The principal disadvantage of Bayesian methods is computational. The usual approach to 
computing the posterior distribution is through Markov chain Monte Carlo (MCMC) sampling 
(Gelman et al., 2003, Chapter 11). For the model considered here, the computational and storage 
requirements of an MCMC solution make it impractical to consider separation at the scale of 
complete maps of WMAP data, as well as implementation of standard statistical diagnostics 
for model assessment like cross validation, even with partitioning the data into smaller regions. 
MCMC can also suffer from problems of slow convergence and exploration of the support of the 
posterior distribution. Nevertheless there has been some progress in MCMC methods; Kayabol 
et al. (2009) implemented a Metropolis algorithm for a non-Gaussian Markov random field prior 
on the sources, which in Kayabol et al. (2009) is speeded up considerably by the use of a Langevin 
sampler. 

Functional approximations to high-dimensional posterior distributions, rather than sampling- 
based approximations, are an alternative that have gained some prominence in the last 10 years 
or so. They can be substantially faster than MCMC. Variational Bayes (VB) is one approxima- 
tion that has seen some application to source separation (Winther and Petersen, 2007; Cemgil 
et al., 2007), where the idea is to find an approximating distribution to the posterior that is 
close in the sense of Kullback-Leibler divergence (Jordan, 1998). VB relies on factorising the 
approximating distribution for a tractable algorithm, which tends to lead to under-estimation of 
posterior variances, although means are in general approximated well (Wang and Titterington, 
2004). 

This paper demonstrates that in fact a relatively unsophisticated discrete approximation is 
sufficient in the case of a Gaussian likelihood and a Gaussian Markov random field prior for the 
sources, as long as the number of hyperparameters in the model is not too large.
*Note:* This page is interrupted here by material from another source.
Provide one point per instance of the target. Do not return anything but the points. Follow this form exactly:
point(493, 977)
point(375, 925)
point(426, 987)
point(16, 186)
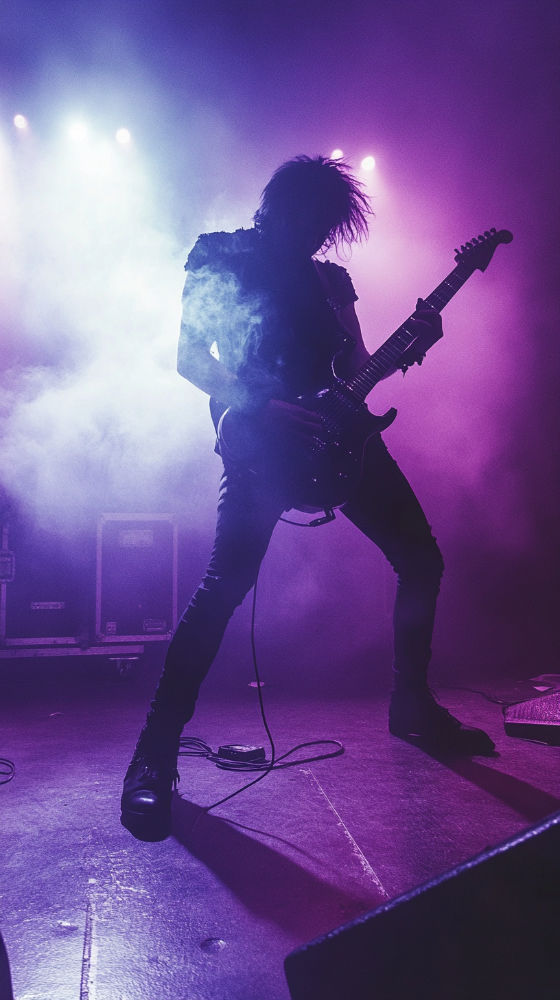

Later we discuss 
how these assumptions can be relaxed by generalising the approximation to the integrated nested 
Laplace approximation (INLA) of Rue et al. (2008). Although our approach is restricted to a 
much smaller class of models than VB, INLA has been shown to be both fast and accurate within 
this class. 

Section 2 describes the factor analysis model and Section 3 discusses prior specification for 
the Bayesian inference. Section 4 describes the approximation that allows computation of an 
approximation to the posterior mean of the sources, which is then illustrated in Section 6 by 
analysis of the 7-year WMAP data into 4 sources.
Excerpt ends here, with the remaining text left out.